Dans son programme électoral, la CAQ promet d'assumer le «leadership nécessaire et combattre efficacement la contrebande de tabac». «On ne veut pas avoir différentes catégories de citoyens, a déclaré M. Duchesneau. Il y a des gens honnêtes qui respectent les lois. Il faut que ce soit la même chose pour tout le monde.»
La caquiste Sylvie Roy estime que les gouvernements successifs n'agissent pas parce qu'ils sont «terrorisés» à l'idée d'une nouvelle crise sociale avec des groupes autochtones. «C'est certain que lorsqu'on enlève une source importante de revenus à des criminels, ça ne leur fait pas plaisir, remarque-t-elle. Mais pourquoi on éradiquerait la corruption dans la construction et qu'on laisserait dans les réserves des foyers criminels comme ça?»
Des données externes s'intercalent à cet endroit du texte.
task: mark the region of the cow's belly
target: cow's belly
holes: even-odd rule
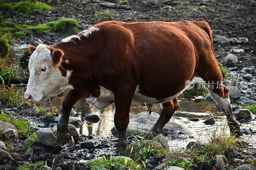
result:
[[[100,86],[100,94],[98,98],[90,96],[89,98],[85,98],[86,102],[93,105],[98,109],[104,109],[115,102],[115,96],[113,92],[105,87]],[[170,96],[166,99],[159,100],[156,98],[144,96],[139,92],[139,86],[136,88],[135,92],[133,94],[132,101],[142,104],[145,102],[148,104],[154,104],[158,103],[163,103],[170,101],[179,95],[183,91],[179,92],[174,95]]]

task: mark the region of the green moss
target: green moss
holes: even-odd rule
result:
[[[141,166],[138,166],[138,164],[134,163],[131,160],[127,161],[126,164],[124,158],[113,158],[111,161],[108,158],[105,160],[103,157],[97,161],[93,160],[88,163],[85,163],[86,167],[89,168],[92,170],[98,170],[98,169],[124,169],[127,170],[130,169],[131,170],[139,170],[141,169]]]
[[[102,19],[103,20],[110,20],[112,19],[111,14],[104,12],[101,12],[97,14],[96,18],[99,19]]]
[[[25,1],[19,2],[3,3],[0,5],[0,8],[7,8],[10,10],[20,12],[30,13],[36,10],[51,11],[52,8],[44,3],[37,1]]]
[[[119,1],[118,2],[118,4],[119,5],[126,5],[129,4],[129,1],[127,0],[124,0],[123,1]]]
[[[218,62],[218,63],[219,67],[220,70],[220,71],[221,72],[223,78],[225,79],[228,79],[228,71],[223,67],[223,65],[220,62]]]

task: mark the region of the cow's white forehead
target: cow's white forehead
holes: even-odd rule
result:
[[[49,67],[53,65],[52,59],[51,56],[51,51],[46,48],[45,44],[41,44],[30,56],[28,62],[28,69],[31,73],[35,74],[40,69],[42,64],[47,62]]]

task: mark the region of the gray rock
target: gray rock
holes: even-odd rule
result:
[[[155,168],[155,169],[163,169],[165,167],[165,165],[164,164],[162,164],[157,166]]]
[[[246,80],[250,80],[252,79],[252,76],[250,74],[246,74],[243,76],[243,78]]]
[[[95,147],[94,143],[91,141],[81,142],[80,146],[83,149],[92,149]]]
[[[200,144],[200,143],[198,142],[190,142],[188,143],[188,144],[187,145],[186,147],[187,148],[191,149],[196,145]]]
[[[242,73],[245,73],[248,72],[248,71],[250,71],[251,70],[251,68],[249,68],[249,67],[244,67],[240,71],[240,72]]]
[[[241,93],[238,88],[235,86],[228,87],[229,90],[229,98],[231,100],[234,100],[241,97]]]
[[[148,115],[146,112],[138,114],[131,119],[126,131],[127,133],[137,132],[147,134],[150,131],[151,128],[157,121],[159,115],[154,112],[151,112]],[[137,129],[137,127],[138,129]],[[117,130],[115,127],[111,130],[113,135],[116,136]],[[194,138],[197,136],[197,134],[193,129],[189,128],[184,125],[180,125],[176,123],[172,119],[165,125],[163,129],[163,131],[166,132],[168,136],[172,136],[176,138],[185,139]],[[162,132],[160,134],[163,135]]]
[[[97,123],[100,120],[99,116],[95,114],[87,114],[84,116],[84,119],[92,123]]]
[[[68,129],[69,132],[68,132],[68,133],[69,134],[69,138],[71,139],[71,136],[72,136],[74,139],[76,139],[79,137],[79,134],[76,127],[73,125],[68,124]]]
[[[2,141],[0,141],[0,149],[6,149],[6,146],[4,144],[4,143]]]
[[[0,129],[1,131],[4,131],[9,128],[16,129],[16,127],[11,123],[0,121]]]
[[[225,167],[228,166],[228,159],[225,156],[217,155],[215,156],[214,158],[216,159],[213,162],[213,168],[215,168],[216,170],[223,170],[225,169]]]
[[[170,166],[165,168],[164,170],[185,170],[185,169],[178,166]]]
[[[224,43],[229,43],[230,41],[226,37],[220,35],[217,35],[213,39],[213,41],[223,44]]]
[[[58,122],[60,118],[60,115],[55,116],[53,121],[56,122]],[[68,120],[68,124],[72,124],[77,128],[82,126],[83,125],[83,122],[78,117],[70,117]]]
[[[27,156],[28,155],[33,156],[33,153],[34,153],[34,151],[33,149],[31,148],[28,148],[25,153],[24,153],[24,156],[25,157]]]
[[[235,38],[231,38],[230,39],[230,41],[233,43],[236,43],[236,42],[238,41],[238,40]]]
[[[192,121],[193,122],[198,122],[200,120],[200,119],[198,118],[189,118],[188,119],[188,120],[189,121]]]
[[[229,153],[229,157],[231,158],[235,158],[242,156],[238,152],[234,149],[232,149]]]
[[[225,65],[228,67],[230,67],[233,66],[234,63],[238,61],[238,59],[236,55],[229,53],[227,55],[224,61]]]
[[[210,117],[206,120],[204,122],[204,123],[206,125],[212,125],[215,123],[215,121],[212,117]]]
[[[252,114],[248,109],[238,109],[233,113],[234,116],[238,120],[252,118]]]
[[[102,140],[100,142],[100,144],[105,147],[110,146],[110,142],[108,140]]]
[[[254,105],[256,105],[256,101],[253,100],[248,100],[244,102],[244,105],[245,106]]]
[[[11,170],[12,169],[12,167],[9,164],[4,165],[0,165],[0,170]]]
[[[232,48],[229,50],[230,52],[235,52],[237,53],[243,53],[244,52],[244,49],[242,49]]]
[[[240,41],[242,43],[246,43],[249,41],[248,39],[245,37],[239,38],[238,39],[238,41]]]
[[[153,139],[153,140],[160,144],[163,146],[163,148],[164,149],[169,150],[168,141],[165,137],[162,135],[157,135]]]
[[[52,168],[45,165],[44,166],[44,169],[45,169],[45,170],[52,170]]]
[[[162,9],[163,10],[164,9],[172,9],[172,7],[170,5],[167,5],[166,6],[164,6],[164,7],[162,8]]]
[[[36,132],[36,142],[39,144],[59,149],[59,140],[54,136],[51,129],[43,129]]]
[[[256,170],[256,167],[251,165],[242,165],[234,170]]]
[[[10,153],[2,149],[0,149],[0,159],[2,160],[6,159],[9,162],[14,160],[14,159]]]
[[[8,138],[13,138],[18,139],[19,134],[17,130],[13,129],[7,129],[3,132],[3,133]]]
Selon Mme Roy, alors que la «douche» de la contrebande coule, le gouvernement se contente de «vider le bain avec une chaudière». «Il faut fermer le robinet», dit-elle. En matière de jeu illégal, les tribunaux ont bien statué qu'ils ne s'agissaient pas d'une «activité traditionnelle», remarque-t-elle.
«On évite d'en parler, déplore Mme Roy. Quand on sait que les policiers de la Sûreté du Québec doivent patrouiller sur les réserves avec deux véhicules, l'un en renfort de l'autre... Imaginez comme la communauté est aux prises avec la violence. Surtout dans le territoire contigu de l'État de New York et de Montréal.»
Une avenue à explorer pour tenter d'éviter la confrontation serait d'obtenir l'appui de femmes qui veulent que les choses changent, estime Mme Roy. «Je pense que les chefs en mènent large, mais il y a une majorité de femmes qui vivent dans la communauté qui en ont soupé, affirme Sylvie Roy. C'est avec elles qu'il faut travailler de l'intérieur.»